Data Extraction: The Underestimated Factor in a CRM Data Migration

Data migration from a legacy system or systems is often the wild card item on a CRM services proposal. It can represent the most commonly underestimated set of tasks.

Technically, data migration involves three components: extract, transform, and load. These are commonly referred to as ETL.

Data Extraction

From a non-technical perspective, data migration should involve, among other things, understanding legacy system use cases to preserve key ones; developing field and record exclusion criteria; and making recommendations for improved data management within the new system. But more on the business side of data migration in a future post.

The data extraction component of ETL, which should be easy, can have some unexpected complexities.

An important question to ask of your implementation partner is whether they are a specialist in extracting data from your specific legacy system(s). If your partner is counting on you to provide data extracts, do you have the internal skill sets and/or time?

What happens if you get well into your CRM implementation project and find out that nobody knows how to properly extract data from your legacy system(s)?

When Standard Data Repositories Are Non-Standard

Often, legacy data is in a seemingly “standard” store such as Microsoft SQL Server, MySQL, Postgres, or Oracle, so data extraction should be easy, right?

Not necessarily.

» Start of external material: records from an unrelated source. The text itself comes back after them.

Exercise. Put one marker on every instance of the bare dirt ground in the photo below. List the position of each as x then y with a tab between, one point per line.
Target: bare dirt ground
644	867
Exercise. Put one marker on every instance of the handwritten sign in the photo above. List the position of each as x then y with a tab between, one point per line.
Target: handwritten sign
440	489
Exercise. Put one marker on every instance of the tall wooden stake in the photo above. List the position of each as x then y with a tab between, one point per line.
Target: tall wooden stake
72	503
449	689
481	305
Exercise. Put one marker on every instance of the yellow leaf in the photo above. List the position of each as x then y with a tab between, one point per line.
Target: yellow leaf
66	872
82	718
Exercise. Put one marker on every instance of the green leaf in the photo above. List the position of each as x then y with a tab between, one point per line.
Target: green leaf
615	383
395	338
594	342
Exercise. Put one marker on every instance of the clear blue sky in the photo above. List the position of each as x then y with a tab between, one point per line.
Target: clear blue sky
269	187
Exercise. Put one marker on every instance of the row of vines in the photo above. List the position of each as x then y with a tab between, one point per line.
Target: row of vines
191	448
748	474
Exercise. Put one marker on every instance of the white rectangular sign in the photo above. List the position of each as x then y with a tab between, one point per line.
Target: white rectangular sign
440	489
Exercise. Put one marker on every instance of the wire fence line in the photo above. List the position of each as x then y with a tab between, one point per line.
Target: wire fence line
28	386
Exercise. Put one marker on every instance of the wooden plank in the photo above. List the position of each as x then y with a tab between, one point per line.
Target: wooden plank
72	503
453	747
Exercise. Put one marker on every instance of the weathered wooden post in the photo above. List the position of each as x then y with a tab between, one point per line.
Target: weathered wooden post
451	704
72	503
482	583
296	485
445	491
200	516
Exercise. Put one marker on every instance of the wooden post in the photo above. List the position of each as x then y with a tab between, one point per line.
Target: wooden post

Just because a data source is a standard repository doesn’t mean the data itself is in a simple or standard format, or that extraction is a straightforward exercise.

1. SQL Views

What’s exposed in the user interface of a legacy system can, under the hood, be a SQL view that’s comprised of multiple database tables. For someone unfamiliar with the legacy system’s structure, it can take significant effort to determine what’s behind the data displayed to users.

2. Volume of Tables

Legacy CRM systems can sometimes have hundreds of tables with many joins. If your implementation partner doesn’t have experience extracting data from a specific legacy CRM system, they may not be able to identify all the tables from which data needs to be extracted.

3. Formatting Tags

What is readable to a user in a rich text field in the legacy system may have proprietary formatting tags behind the scenes. For example, while later versions of GoldMine run exclusively on Microsoft SQL Server, the memo field in the Mailbox (email) table contains proprietary tags that need to be removed for the email body to be readable in a new CRM system.

4. BLOB Fields

As one example, file attachments can be stored directly in a legacy database within BLOB (binary large object) fields. In this case, attachments can only be extracted via the system’s API — a direct extraction would yield large amounts of meaningless binary data.


If you’re halfway through a CRM implementation project and discover that there’s no one who can properly extract legacy system data, can you call in a data extraction specialist to save the day? Yes, but that specialist may need to understand and engage with the bigger picture.

Data extraction should be part of the overall implementation process and will be suboptimal if performed in isolation or in a time crunch. It’s always better to ensure, ahead of time, that informed data extraction is part of the project plan.